@yoananda2
tu seras quand même d’accord pour dire que la peur de la mort pour un être isolé, qui n’a plus comme finalité de faire perdurer ses gènes, sa famille, son clan, sa nation, ou son entreprise, il ne va pas se rassurer des masses en achetant des babioles à l’infini. Justement, il va lui falloir un truc immatériel à quoi se raccrocher, ça peut être la cause des femmes, ça peut être la paix dans le monde, ça peut être croire en Dieu, ça peut être croire en la réincarnation, ou bien les extra-terrestres, peu importe, mais ça sera une croyance en une idée. Il va donc être tenté par une forme ou une autre de spiritualisme.
Ok, je crois comprendre pourquoi tu estimes qu’on vit une époque "spiritualiste". En fait, je te ferai la même remarque que Gaspard en faisant le distinguo entre les différents exemples que tu prends ici. Si je considère "la cause des femmes" ou "la paix dans le monde", pour moi ça relève de "l’intellectualisme" (ou de l’idéologie si tu préfères) et non pas du spiritualisme qui pour moi est supra (ou meta) humain. En gros, tout ce qui dépasse l’Homme et qui ne dépend pas de l’action des hommes relève du spirituel. Croire en des idées politiques, pour moi en tout cas, relève bien sûr d’un idéal au départ mais la réalisation concrète de ces idées dépend exclusivement de l’action des hommes. Tandis que la croyance en Dieu, que tu cites également en exemple, ou en une entité quelconque implique que cette entité, quelque soit son nom, agisse d’une manière ou d’une autre pour le croyant. Bref, en résumé, la spiritualité implique que l’être humain n’agit pas seul. Or, notre société libérale prône au contraire que, hormis les catastrophes naturelles, TOUT repose sur l’être humain d’où son matérialisme.

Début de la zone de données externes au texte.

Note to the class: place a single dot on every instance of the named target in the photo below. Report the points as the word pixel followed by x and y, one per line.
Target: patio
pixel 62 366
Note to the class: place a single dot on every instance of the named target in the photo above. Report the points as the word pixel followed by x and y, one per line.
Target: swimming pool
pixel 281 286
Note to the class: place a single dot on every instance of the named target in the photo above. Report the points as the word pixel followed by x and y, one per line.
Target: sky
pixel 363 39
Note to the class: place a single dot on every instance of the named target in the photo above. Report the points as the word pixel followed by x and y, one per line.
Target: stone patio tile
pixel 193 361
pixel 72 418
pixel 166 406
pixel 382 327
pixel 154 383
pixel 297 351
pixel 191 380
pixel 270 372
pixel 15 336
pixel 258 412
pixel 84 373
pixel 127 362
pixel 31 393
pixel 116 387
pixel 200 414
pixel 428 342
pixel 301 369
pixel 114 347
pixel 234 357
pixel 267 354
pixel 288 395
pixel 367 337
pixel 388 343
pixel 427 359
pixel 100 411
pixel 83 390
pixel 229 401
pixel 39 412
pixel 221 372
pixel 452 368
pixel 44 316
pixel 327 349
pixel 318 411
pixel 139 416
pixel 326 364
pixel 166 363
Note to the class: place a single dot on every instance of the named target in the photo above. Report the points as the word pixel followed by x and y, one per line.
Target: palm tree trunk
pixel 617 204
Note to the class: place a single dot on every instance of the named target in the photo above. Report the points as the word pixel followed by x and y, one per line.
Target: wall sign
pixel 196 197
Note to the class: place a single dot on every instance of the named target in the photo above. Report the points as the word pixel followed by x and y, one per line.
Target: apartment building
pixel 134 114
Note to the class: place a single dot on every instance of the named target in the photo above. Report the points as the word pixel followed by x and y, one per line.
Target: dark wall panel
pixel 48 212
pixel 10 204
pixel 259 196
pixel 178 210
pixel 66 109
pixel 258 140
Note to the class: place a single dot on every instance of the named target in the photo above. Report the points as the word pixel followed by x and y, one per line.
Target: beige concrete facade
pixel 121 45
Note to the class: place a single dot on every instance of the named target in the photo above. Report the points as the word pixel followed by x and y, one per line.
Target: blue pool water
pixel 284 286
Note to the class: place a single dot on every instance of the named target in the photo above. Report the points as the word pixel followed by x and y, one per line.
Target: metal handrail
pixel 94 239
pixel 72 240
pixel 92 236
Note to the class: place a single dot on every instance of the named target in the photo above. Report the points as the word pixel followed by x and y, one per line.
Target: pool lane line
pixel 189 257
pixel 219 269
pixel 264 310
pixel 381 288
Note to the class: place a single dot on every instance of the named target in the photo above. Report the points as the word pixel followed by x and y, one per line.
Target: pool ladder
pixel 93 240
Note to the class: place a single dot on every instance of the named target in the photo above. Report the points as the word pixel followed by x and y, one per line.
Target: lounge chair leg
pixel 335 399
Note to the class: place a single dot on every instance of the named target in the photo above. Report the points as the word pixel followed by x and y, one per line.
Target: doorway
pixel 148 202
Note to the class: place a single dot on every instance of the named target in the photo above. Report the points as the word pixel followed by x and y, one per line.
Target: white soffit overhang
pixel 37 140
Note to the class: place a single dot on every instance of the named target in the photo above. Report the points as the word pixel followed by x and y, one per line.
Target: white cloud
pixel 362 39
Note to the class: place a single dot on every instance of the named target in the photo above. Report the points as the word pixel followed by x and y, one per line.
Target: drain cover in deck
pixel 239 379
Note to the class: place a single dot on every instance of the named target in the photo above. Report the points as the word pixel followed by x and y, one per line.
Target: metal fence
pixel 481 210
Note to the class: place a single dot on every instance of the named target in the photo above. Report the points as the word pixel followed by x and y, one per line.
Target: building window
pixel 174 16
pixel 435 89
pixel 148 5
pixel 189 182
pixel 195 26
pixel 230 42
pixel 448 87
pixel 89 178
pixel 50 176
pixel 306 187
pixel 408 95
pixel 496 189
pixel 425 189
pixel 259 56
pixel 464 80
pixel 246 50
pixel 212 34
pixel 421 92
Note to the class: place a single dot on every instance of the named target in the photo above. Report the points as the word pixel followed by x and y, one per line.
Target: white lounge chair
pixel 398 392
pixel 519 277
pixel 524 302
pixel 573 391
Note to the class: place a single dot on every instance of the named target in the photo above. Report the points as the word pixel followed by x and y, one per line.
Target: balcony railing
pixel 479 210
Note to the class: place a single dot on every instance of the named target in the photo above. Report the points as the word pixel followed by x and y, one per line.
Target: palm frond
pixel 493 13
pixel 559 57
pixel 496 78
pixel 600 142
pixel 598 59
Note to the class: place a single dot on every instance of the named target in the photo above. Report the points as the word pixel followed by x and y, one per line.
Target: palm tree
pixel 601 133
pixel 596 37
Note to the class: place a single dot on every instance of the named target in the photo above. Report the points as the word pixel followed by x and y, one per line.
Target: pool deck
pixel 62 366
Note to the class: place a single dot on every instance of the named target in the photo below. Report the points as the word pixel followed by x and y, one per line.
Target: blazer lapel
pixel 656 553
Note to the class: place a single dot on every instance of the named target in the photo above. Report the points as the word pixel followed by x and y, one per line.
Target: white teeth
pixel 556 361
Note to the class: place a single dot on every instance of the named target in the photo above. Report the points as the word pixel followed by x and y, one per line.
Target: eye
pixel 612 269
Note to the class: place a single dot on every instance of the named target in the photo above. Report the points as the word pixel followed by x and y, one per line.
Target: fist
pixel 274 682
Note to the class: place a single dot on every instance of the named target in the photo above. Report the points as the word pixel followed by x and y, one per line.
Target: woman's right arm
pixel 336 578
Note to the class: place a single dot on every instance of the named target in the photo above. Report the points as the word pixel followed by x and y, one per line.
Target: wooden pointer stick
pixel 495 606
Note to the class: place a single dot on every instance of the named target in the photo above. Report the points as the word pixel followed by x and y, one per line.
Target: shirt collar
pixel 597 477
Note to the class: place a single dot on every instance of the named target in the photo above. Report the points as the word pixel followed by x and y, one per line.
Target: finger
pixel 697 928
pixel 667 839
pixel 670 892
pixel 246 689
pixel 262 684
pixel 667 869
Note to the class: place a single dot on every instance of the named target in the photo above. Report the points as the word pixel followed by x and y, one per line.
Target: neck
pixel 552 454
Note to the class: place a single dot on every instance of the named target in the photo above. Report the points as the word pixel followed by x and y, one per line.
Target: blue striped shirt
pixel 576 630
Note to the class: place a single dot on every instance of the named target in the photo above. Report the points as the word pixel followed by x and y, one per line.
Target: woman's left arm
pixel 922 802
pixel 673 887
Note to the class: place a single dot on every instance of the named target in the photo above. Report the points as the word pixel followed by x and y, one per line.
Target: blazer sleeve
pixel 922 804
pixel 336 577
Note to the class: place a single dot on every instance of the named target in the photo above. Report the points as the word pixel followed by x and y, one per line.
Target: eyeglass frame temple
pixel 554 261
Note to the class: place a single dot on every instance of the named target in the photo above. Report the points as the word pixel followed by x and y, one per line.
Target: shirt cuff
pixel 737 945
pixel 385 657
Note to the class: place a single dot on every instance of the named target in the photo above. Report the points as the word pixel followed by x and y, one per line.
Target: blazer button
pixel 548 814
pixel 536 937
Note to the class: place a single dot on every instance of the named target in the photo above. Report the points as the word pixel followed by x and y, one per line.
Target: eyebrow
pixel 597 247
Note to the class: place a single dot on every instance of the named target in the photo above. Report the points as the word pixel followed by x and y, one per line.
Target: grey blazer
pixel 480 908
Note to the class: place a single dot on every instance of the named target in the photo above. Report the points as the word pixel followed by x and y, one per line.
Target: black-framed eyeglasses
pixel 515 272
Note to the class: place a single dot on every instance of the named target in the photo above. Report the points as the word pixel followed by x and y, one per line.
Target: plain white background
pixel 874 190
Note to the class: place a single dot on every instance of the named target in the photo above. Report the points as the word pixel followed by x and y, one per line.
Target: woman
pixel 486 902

Mais pour toi, si je comprends bien, tout ce qui relève des idées constitue déjà une forme de spiritualité en soi, c’est bien ça ?
C’est un symptôme de notre époque spiritualiste. Dans le monde des idées, les choses sont toujours faciles et tranchées. C’est dans la matière qu’on apprends la mesure et que c’est toujours plus compliqué que prévu. Donc les gens qui s’excitent sur le racisme sont justement ces individus déconnectés (la race est une connexion) qui ont peur de la mort, qui refusent le transcendant et qui doivent se trouver une religion de substitution et qui deviennent spiritualistes, déséquilibrés vers l’esprit.
En fait, j’ai l’impression qu’on fait globalement le même constat de notre société mais qu’on n’y met pas les mêmes mots. Je suis complètement d’accord pour dire que dans les monde des idées, tout devient facile mais pour moi ça relève d’un problème d’intellectualisme qui n’a rien à voir avec le spiritualisme tel que je viens de le définir ci-dessus. D’ailleurs, tu noteras que la plupart des intellectuels qui partent dans les hautes sphères du débat et qui sont souvent déconnectés du réel se déclarent quasiment tous athées-matérialistes (avec Gaspard, vous évoquiez plus haut les Foucaut, Deleuze,... qui s’inscrivent tous dans le courant des penseurs marxistes-matérialistes). D’ailleurs à propos de Marx et des idées, celui-ci s’est justement opposé à Hegel précisément sur son "idéalisme" (Hegel était croyant) en prétendant que "ce ne sont pas les idées qui mènent le monde mais la lutte permanente des classes (dominants VS dominés) qui font l’Histoire". Les penseurs libéraux ne contredisent d’ailleurs pas vraiment Marx dans la mesure où ils estiment que c’est le pognon (donc les puissants) qui mène le monde.